DL-11: One command core, thin per-surface adapters (2026-05-26)

Every input surface — UI clicks, hotkeys, roostctl, Lua — routes through the same workspace operation set; the UI is a reaction to the core's events, not a parallel source of truth. Adding a capability means adding an op + thin adapters, not per-surface logic. This is the north star; it is the test applied to every change, because it is what buys testability, programmability, and a clean architecture simultaneously. Concretely it forbids: UI state that diverges from the workspace, ops reachable from one surface but not another without reason, and the two implementations drifting out of behavioral parity.

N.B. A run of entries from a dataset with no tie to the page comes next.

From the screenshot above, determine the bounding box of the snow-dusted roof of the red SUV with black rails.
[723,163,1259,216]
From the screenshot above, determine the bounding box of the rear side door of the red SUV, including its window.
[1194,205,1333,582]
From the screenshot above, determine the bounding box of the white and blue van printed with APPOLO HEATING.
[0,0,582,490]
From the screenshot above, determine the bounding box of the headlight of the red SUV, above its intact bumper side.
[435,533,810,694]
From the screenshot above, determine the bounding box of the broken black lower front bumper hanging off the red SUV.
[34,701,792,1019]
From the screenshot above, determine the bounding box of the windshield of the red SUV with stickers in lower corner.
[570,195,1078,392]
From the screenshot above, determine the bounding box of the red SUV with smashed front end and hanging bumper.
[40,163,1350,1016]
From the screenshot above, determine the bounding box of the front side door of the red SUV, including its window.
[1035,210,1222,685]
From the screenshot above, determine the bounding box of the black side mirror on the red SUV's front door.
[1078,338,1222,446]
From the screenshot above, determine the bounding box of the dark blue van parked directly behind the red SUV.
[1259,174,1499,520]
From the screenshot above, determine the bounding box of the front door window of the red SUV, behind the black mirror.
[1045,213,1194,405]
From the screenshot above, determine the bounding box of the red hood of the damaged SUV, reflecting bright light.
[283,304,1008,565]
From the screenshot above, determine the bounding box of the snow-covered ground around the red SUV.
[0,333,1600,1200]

DL-12: pytest drives the tests; Lua is a user-scripting surface (2026-05-26)

Two distinct roles, one shared core:

  • Tests are driven by pytest over the IPC op set (plus roostctl/shell for simple cases) — mature fixtures, parametrization over both UIs, and reporting, with the affordances that actually kill flakiness (roostctl wait, tab.dump) living in the app, not the runner. See test-automation.md.
  • Lua is an embedded user-scripting surface for the Cmd+Shift+T launcher and complex user-authored multi-step actions — a first-class client of the same op set, deliberately scoped, not the test mechanism. We add Lua where it earns user-facing programmability and avoid over-investing it as test infrastructure.

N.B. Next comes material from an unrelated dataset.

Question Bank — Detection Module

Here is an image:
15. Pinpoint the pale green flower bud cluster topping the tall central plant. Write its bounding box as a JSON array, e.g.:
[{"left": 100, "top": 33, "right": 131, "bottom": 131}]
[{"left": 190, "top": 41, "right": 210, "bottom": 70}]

Both remain thin adapters onto the one command core (DL-11): a Lua action and a pytest step invoke the same ops.

Migration history

The Rust + Swift port is complete (cutover to main 2026-05-23). The phased plan that built it — direction-setter → FFI spikes → (interim gRPC daemon) → Mac UI → Linux UI → inline-core refactor (daemon → JSON IPC, roostctl, delete roost-core/roost-proto/roost-common/ roost-smoke) → bundling → cutover — is recorded phase-by-phase in plans/. The one remaining step is GODELETE: removing the legacy Go code (cmd/, internal/, go.mod, build/, go-legacy.yml) once Rust/Swift parity is confirmed — see plans/GODELETE.md.

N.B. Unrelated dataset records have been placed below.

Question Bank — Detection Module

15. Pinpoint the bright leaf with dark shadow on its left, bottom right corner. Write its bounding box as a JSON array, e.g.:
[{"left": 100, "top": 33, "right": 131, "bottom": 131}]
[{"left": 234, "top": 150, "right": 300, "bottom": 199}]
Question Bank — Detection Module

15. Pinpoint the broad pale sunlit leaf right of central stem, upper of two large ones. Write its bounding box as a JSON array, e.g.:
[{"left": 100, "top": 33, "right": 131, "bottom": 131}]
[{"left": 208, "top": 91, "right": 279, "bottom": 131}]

Relationship to existing docs

Document Role
docs/development/vision.md (this file) The living architecture + principles. Every PR is measured against the north star + decision log here.
docs/development/test-automation.md The testing + scripting plan that operationalizes the north star (pytest E2E, Lua scripting, CI).
docs/reference/ipc.md JSON IPC wire format spec — the canonical command contract.
docs/reference/architecture.md Package layout + threading contract for the in-process implementation.
docs/development/spec.md Original design spec for the legacy Go + GTK4 implementation. Historical; retained until GODELETE.
docs/archive/roost.proto Historical reference for the pre-rewrite gRPC contract.
CLAUDE.md Project conventions enforced by review; mirrors the principles here.

After GODELETE, spec.md and the legacy architecture diagrams move to docs/historical/ with a one-line note at the top.